Information
- League: Cuban National Series
- Location: Artemisa, Artemisa Province
- Ballpark: 26 de Julio Stadium
- Established: 2011; 14 years ago
- Nickname: Cazadores (Hunters)
- Colors: Red, blue and white
- Manager: Manuel Vigoa

Current uniforms
| Home | Away |

= Cazadores de Artemisa =

Cazadores de Artemisa (English: Artemisa Hunters) is a Cuban baseball team based in the city of Artemisa, representing the province of the same name. They are a member of the Cuban National Series and play their home games at 26 de Julio Stadium, opened in 1968 and with a capacity of 6,000 spectators.

==History==
Decades before the formation of the modern Artemisa team, an amateur club by the same name played in the Cuban Amateur League, organized by the Unión Atlética Amateur. This version of Artemisa was managed at one point by León Rojas, and included players such as Francisco Quicutis; Quicutis later managed the team to two Amateur League titles in 1958 and 1959.

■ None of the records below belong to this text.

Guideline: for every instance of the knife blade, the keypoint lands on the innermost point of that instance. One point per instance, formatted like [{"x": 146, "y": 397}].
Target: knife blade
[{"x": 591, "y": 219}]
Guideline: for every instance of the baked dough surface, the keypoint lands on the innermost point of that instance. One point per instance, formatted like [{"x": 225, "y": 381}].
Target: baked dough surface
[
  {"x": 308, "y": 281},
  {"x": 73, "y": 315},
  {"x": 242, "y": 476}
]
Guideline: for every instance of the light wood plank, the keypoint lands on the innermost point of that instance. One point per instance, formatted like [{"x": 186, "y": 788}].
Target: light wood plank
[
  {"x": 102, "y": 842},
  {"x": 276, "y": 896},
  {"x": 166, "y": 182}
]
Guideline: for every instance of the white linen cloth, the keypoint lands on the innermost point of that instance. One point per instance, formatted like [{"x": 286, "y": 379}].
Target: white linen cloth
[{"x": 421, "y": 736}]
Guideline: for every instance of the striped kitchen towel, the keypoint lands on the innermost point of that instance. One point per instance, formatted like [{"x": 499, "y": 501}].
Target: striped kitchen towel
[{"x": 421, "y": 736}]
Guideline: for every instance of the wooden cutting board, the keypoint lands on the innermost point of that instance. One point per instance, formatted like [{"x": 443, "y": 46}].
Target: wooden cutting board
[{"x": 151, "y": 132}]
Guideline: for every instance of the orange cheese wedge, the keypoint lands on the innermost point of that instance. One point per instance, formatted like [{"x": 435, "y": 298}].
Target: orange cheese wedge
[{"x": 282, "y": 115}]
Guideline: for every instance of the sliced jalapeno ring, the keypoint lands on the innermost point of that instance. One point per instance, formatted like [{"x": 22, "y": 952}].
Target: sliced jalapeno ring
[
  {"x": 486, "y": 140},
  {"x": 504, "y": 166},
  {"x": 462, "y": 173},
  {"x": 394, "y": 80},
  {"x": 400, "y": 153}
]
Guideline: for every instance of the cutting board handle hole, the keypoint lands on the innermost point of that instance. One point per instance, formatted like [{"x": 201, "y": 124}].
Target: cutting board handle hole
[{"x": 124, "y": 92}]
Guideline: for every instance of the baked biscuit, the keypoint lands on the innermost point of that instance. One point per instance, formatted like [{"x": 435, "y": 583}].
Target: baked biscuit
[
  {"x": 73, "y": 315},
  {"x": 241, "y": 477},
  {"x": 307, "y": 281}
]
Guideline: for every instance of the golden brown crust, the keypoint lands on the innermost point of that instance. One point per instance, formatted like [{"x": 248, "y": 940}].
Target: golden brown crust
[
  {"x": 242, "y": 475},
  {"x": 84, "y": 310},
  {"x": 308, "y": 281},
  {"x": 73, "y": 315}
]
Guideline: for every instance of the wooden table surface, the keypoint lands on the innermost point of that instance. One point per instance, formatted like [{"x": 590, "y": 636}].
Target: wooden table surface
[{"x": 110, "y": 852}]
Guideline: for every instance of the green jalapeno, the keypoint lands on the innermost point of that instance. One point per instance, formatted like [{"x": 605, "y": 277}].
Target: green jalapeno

In 2011, Cuban government decided to split La Habana Province (not including the City of Havana) into two newly created administrative divisions: Artemisa Province and Mayabeque Province. This led to the disappearance of the La Habana team and to the creation of the Artemisa and Huracanes de Mayabeque teams, who started playing in the 2011–12 Cuban National Series season.